# Perceptron

In [1]:
import pandas as pd
import numpy as np
from collections import Counter

## Implementation

In base to the implementation provided by the teacher.

In [2]:
class Perceptron:

    def __init__(self, learning_rate: float, input_size: int):
        self.learning_rate = learning_rate
        self.weights = np.zeros(input_size)
        # We had choose to make bias into his very own variable
        self.bias = 0

    def train(self, training_data: np.ndarray, binary_class: np.ndarray):
        # In this case we update the weights every time we evaluate a data vector
        for vector, binary in zip(training_data, binary_class):
            delta_error = (binary - self.predict(vector)) * self.learning_rate
            self.weights += vector * delta_error
            self.bias += delta_error

    def test(self, test_data, binary_class):
        # A simple test that print the proportion of wrong to right answers in the test data
        answer_evaluation = [int(self.predict(vector)) == binary
                             for vector, binary in zip(test_data, binary_class)]

        summarize = Counter(answer_evaluation)
        precision = sum(answer_evaluation) / len(answer_evaluation)

        print(f'The test gave {summarize[True]} correct prediction '
              + f'and {summarize[False]} wrong prediction '
              + f'having a precision of {precision}')

    def predict(self, vector):
        # A simple dot product of vectors and a sum as predicition
        calculation = np.dot(vector, self.weights) + self.bias
        return 1 * (calculation > 0)


## Dataset Processing

We are using the titanic passenger survival dataset provided from [Kaggle](https://www.kaggle.com/competitions/titanic) the dataset includes a serie of characteristics about the passengers and whenever they survived or not.

In [3]:
df = pd.read_csv('titanic/train.csv')
df.set_index('PassengerId', inplace=True)
# We get rid of the name, ticket identification and cabin identification
# as are string characteristics that we dont know how to handle
df.drop(['Name', 'Ticket', 'Cabin'], axis=1, inplace=True)
# We get rid of all the vextors with non valid data
df.dropna(inplace=True)
# We map sex to boolean values
df.Sex = df.Sex.apply(lambda x: int(x == 'female'))
# We map Embarkment to numeric values
df.Embarked = df.Embarked.apply(lambda x: {'S': 1, 'Q': 2, 'C': 3}[x])
# We turn age into a integer value
df.Age = df.Age.apply(int)
df

Unnamed: 0_level_0,Survived,Pclass,Sex,Age,SibSp,Parch,Fare,Embarked
PassengerId,Unnamed: 1_level_1,Unnamed: 2_level_1,Unnamed: 3_level_1,Unnamed: 4_level_1,Unnamed: 5_level_1,Unnamed: 6_level_1,Unnamed: 7_level_1,Unnamed: 8_level_1
1,0,3,0,22,1,0,7.2500,1
2,1,1,1,38,1,0,71.2833,3
3,1,3,1,26,0,0,7.9250,1
4,1,1,1,35,1,0,53.1000,1
5,0,3,0,35,0,0,8.0500,1
...,...,...,...,...,...,...,...,...
886,0,3,1,39,0,5,29.1250,2
887,0,2,0,27,0,0,13.0000,1
888,1,1,1,19,0,0,30.0000,1
890,1,1,0,26,0,0,30.0000,3


In [4]:
# We select ther 80% of the set randomly as our train set and 20% as our test set
df_train = df.sample(frac=.8)
df_test = df[~ df.index.isin(df_train.index)]

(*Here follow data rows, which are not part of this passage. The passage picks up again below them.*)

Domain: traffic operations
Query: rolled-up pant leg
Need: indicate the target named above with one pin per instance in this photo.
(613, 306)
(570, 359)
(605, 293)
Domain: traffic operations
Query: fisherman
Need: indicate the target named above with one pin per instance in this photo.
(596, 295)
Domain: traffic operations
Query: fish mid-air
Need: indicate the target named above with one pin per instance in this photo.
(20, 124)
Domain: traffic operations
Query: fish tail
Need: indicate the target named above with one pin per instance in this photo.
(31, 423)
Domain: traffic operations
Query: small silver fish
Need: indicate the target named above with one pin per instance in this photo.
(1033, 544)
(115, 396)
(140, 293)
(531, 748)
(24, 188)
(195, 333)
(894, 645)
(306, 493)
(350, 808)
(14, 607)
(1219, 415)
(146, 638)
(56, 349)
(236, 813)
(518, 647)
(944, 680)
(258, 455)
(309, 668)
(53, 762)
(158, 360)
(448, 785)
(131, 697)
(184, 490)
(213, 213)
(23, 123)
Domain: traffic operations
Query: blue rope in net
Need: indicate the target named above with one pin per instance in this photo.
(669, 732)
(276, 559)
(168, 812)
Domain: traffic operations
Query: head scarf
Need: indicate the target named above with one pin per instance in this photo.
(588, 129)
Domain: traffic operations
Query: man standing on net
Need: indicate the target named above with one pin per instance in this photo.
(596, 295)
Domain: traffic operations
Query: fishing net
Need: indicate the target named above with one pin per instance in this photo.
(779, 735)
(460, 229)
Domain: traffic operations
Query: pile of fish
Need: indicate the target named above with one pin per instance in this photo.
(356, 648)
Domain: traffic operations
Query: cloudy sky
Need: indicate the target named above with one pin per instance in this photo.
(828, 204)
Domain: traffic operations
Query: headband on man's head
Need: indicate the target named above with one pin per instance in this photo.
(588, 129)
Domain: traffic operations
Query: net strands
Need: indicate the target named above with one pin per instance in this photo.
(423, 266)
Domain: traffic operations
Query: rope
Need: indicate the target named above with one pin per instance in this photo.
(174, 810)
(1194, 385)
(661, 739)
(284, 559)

# We divide info from classification and data
df_train_class = df_train.Survived.to_numpy()
df_train_data = df_train.drop(['Survived'], axis=1).to_numpy(dtype=np.float64)
df_test_class = df_test.Survived.to_numpy()
df_test_data = df_test.drop(['Survived'], axis=1).to_numpy(dtype=np.float64)


## Train and Test

In [5]:
# We train and test our perceptron
perceptron = Perceptron(0.1, df.shape[1] - 1)
perceptron.train(df_train_data, df_train_class)
perceptron.test(df_test_data, df_test_class)
print(perceptron.weights)

The test gave 72 correct prediction and 70 wrong prediction having a precision of 0.5070422535211268
[-6.       4.6     -2.5     -4.8     -4.2     10.98212 -0.7    ]


## Conclusions

Likely the perceptron is a unsufficient proposal for the analisys of this dataset given that this test when repeated multiple times havea big desviation in the possible results and only guess aorund 60% of the cases most time.

## Complexity

The perceptron algorithm have a complexity of O(n) in terms of the size of his train dataset, being a set of linear operations and comparisons in a n sized dataset, since the dot product is a linear combination simply.